3 min read

The public launch of generative AI in late 2022 started a technology race that shows no sign of ending. The power of these tools, which depend on a type of AI known as a large language model, or LLM, is being recognized by businesses worldwide. LLMs can produce articles, analyze data, write computer code and more. But their computations require colossal amounts of energy.

LLMs and Generative AI

LLMs are developed to analyze huge amounts of written data. This process, known as “training,” uses deep-learning algorithms to acquire a statistical understanding of the relationship between words. Knowing which words are likely to go together helps LLMs infer context to better understand natural language queries and produce high-quality written content themselves.

These are just one type of generative AI, a form of AI designed to create content. Other kinds use different models to produce images, video, audio and any other type of content. Between 2023 and 2030, the generative AI market is anticipated to experience exponential growth. By the end of 2023, it reached nearly $45 billion, almost twice its size in 2022. This trajectory, with an annual growth of nearly $20 billion, is projected to persist until the decade’s end, with the potential to increase global GDP by as much as 10%.

The technology can be used for a range of tasks, for example interpreting human sentiments to improve customer experience, providing immediate resolutions to supply chain bottlenecks, tailored medical diagnoses and recommendations, or interpreting complex graphs to accurately extract and contextualize information—and they can go beyond that.

Global technology company NTT is launching Tsuzumi, its own LLM designed to be hyper-efficient and therefore more sustainable. Work has already begun, implementing it in contact centers as well as in the finance and medical sectors, where it is contributing to operational efficiency and a better experience for employees and customers.

NTT’s focus is on the implementation of LLMs in various domains, including sustainability, corporate strategy and social well-being. The approach is to create a constellation of specialized AIs that work together to address both business needs and social issues at the same time, rather than relying on a single large-scale AI.

Flexible Capabilities

NTT’s Tsuzumi is an example of an ultra-light LLM. Even so, it has 600 million parameters—variables that define the characteristics and behavior of the AI model. Those parameters are adjusted as the model analyzes training data; more parameters typically mean more capabilities. This approach could provide solutions to complex problems from multiple perspectives without specialized expertise through small and specialized LLM collaboration.

The light version of Tsuzumi has seven billion parameters, still much smaller than most multi-purpose models, which can have as many as 175 billion. However, the more parameters, the higher the cost of running the hardware for each response. A smaller model is cost-effective, requires less electricity and with careful training to improve data quality, is very good at specialized tasks.

NTT’s vision of an AI constellation represents a paradigm shift to more distributed, specialized AI agents working collaboratively, rather than a single monolithic AI system. This approach could revolutionize how AI is deployed across multiple industries and sectors.

Reducing Power Consumption

A significant downside of monolithic LLMs is their power consumption. With many businesses trying to reduce energy use to reach net-zero emissions targets, generative AI could be challenging to implement without sacrificing operational efficiency. Tsuzumi demonstrates that an LLM flexibly customized for niche markets can achieve comparable results to a one-size-fits-all rival but at a fraction of the inference cost.
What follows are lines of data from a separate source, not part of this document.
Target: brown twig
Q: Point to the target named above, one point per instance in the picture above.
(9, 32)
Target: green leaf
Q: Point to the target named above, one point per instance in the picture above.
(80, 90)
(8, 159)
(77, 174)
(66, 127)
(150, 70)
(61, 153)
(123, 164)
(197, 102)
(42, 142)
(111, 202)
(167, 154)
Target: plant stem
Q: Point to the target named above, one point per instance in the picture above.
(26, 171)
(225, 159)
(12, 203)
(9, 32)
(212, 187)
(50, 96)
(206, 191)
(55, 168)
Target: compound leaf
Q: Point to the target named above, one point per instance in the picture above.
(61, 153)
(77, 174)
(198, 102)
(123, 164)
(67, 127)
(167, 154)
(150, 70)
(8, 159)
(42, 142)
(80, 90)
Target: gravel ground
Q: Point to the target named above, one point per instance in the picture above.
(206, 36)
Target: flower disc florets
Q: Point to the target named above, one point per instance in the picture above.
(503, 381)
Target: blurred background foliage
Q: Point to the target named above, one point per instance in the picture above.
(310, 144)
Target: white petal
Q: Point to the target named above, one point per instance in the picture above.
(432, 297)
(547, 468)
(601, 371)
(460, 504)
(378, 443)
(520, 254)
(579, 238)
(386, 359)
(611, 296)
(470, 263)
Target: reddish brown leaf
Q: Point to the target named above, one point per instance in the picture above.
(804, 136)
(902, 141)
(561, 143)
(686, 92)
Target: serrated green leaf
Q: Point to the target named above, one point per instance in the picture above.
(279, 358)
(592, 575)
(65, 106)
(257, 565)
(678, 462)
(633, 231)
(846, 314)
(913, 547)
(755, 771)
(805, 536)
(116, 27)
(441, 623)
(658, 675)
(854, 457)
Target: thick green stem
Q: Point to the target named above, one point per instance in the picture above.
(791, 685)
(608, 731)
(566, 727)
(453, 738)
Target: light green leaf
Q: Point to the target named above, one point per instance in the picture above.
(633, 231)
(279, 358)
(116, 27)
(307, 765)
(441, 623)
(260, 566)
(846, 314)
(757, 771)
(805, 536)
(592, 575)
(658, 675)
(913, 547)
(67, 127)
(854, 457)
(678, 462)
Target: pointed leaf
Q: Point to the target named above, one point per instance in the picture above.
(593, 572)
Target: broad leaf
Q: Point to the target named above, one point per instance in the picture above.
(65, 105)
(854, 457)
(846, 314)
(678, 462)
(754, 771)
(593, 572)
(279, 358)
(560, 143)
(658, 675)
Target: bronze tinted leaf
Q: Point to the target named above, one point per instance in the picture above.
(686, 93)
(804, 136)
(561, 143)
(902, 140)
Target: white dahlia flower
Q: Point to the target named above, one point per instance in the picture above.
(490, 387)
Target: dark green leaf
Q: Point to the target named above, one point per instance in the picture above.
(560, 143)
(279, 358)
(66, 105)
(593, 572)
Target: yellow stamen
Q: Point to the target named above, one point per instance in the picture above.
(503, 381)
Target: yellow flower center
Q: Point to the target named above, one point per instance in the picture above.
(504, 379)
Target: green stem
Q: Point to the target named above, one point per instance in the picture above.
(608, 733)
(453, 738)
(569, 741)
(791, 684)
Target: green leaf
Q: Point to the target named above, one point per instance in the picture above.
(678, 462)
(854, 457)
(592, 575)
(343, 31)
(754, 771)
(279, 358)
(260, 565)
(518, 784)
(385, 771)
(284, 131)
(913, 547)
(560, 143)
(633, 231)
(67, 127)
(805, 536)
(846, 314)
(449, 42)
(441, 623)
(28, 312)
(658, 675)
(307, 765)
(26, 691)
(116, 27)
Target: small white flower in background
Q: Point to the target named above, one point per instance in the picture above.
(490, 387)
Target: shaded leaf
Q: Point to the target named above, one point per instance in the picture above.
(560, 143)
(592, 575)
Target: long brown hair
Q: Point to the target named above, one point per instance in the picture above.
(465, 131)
NTT achieves this by using lower-cost computer chips—graphics processing units, otherwise known as GPUs, or central processing units, CPUs. However, a more significant factor is the infrastructure behind these LLMs. NTT’s IOWN project will advance communications and computing infrastructure by integrating optical-based networks and devices that transmit information using light and traditional electronics.
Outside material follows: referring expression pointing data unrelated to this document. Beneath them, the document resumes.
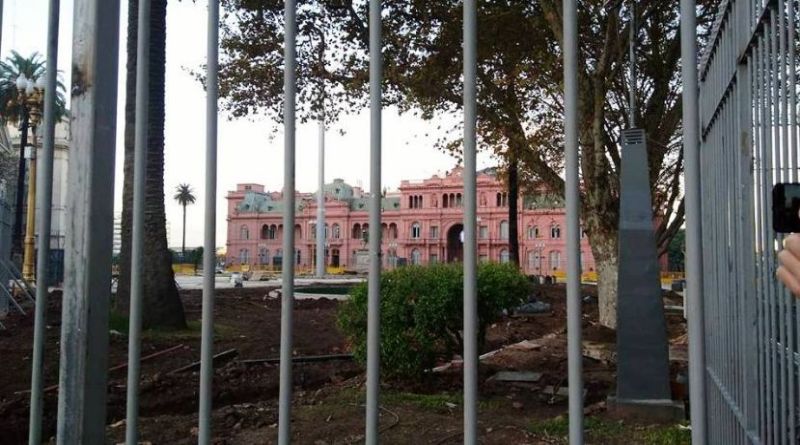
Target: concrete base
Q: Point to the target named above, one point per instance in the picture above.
(647, 410)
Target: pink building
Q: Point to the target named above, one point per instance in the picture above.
(421, 223)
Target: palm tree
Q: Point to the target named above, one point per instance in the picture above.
(162, 304)
(15, 111)
(184, 197)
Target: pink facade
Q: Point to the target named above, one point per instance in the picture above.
(421, 223)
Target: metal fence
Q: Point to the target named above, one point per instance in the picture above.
(743, 373)
(748, 129)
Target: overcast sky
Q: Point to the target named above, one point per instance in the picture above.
(247, 153)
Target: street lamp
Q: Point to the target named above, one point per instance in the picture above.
(31, 94)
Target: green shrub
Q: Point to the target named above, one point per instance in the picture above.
(422, 313)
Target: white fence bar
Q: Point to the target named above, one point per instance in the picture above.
(694, 266)
(87, 265)
(45, 186)
(470, 218)
(210, 229)
(137, 243)
(287, 269)
(574, 354)
(374, 284)
(321, 197)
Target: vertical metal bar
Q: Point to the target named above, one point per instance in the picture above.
(470, 218)
(209, 236)
(287, 269)
(575, 364)
(373, 298)
(694, 242)
(87, 262)
(45, 186)
(137, 243)
(321, 198)
(632, 61)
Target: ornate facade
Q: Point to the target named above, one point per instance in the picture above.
(421, 223)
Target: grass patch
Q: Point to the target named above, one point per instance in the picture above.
(610, 431)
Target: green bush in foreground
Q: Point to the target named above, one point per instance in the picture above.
(422, 313)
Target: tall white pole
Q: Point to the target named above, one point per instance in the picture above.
(45, 187)
(694, 261)
(373, 296)
(575, 358)
(321, 200)
(470, 218)
(209, 242)
(137, 249)
(287, 268)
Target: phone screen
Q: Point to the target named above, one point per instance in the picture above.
(786, 207)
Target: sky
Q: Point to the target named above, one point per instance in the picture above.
(249, 150)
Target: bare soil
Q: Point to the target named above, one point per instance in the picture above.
(329, 396)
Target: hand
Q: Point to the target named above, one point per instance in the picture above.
(789, 258)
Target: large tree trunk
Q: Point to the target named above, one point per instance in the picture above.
(16, 248)
(162, 306)
(606, 258)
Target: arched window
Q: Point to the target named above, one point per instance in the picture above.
(416, 257)
(263, 256)
(416, 230)
(555, 260)
(503, 229)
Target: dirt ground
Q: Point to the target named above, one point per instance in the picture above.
(329, 396)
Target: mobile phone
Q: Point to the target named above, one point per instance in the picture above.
(786, 207)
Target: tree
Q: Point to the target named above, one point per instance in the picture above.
(15, 110)
(184, 196)
(162, 304)
(520, 79)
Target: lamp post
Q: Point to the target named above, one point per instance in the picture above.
(31, 96)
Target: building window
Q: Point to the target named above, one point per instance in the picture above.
(416, 230)
(555, 260)
(416, 257)
(264, 256)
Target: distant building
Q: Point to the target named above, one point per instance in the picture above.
(421, 223)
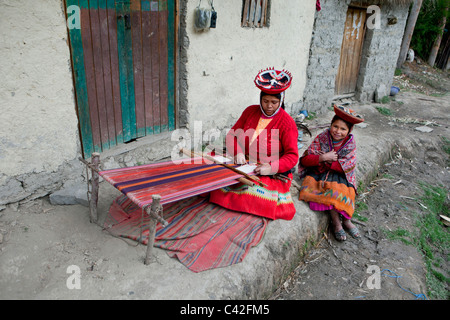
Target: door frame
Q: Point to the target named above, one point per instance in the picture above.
(80, 85)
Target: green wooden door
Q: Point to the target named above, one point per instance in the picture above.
(123, 65)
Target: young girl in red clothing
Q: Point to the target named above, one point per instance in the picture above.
(328, 167)
(267, 135)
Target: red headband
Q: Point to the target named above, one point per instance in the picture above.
(347, 114)
(273, 81)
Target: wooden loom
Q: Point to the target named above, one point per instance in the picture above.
(150, 186)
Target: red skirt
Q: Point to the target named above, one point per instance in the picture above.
(273, 201)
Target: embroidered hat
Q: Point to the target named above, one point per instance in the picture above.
(273, 81)
(347, 114)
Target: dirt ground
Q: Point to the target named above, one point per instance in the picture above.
(346, 270)
(329, 270)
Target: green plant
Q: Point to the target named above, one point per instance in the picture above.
(385, 100)
(427, 26)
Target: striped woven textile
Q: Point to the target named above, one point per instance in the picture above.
(171, 181)
(200, 234)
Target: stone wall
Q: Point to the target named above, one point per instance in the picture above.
(380, 51)
(39, 128)
(324, 55)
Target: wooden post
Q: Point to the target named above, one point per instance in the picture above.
(94, 183)
(154, 210)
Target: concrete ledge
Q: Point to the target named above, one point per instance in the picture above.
(112, 268)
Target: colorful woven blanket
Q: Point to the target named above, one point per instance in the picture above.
(200, 234)
(171, 181)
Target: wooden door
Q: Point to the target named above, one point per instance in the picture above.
(351, 51)
(123, 63)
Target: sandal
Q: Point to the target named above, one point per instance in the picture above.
(354, 232)
(340, 235)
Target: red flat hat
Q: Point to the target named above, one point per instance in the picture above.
(347, 114)
(273, 81)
This will allow data center networks to expand beyond the typical 60-kilometer limit. In time, optical connections will have extremely low latency between and within data centers, servers and chips—which will lead to a GPU cloud with low-performance degradation over long distances. This also enables the distribution of smaller data centers that are closer to renewable energy sources helping to contribute to a more sustainable AI infrastructure of the future.

GPUs for training LLMs can also be used more efficiently by reducing idle times through this synergistic infrastructure. Overall, this strategy is intelligent and pragmatic, addressing real-world business needs and societal challenges.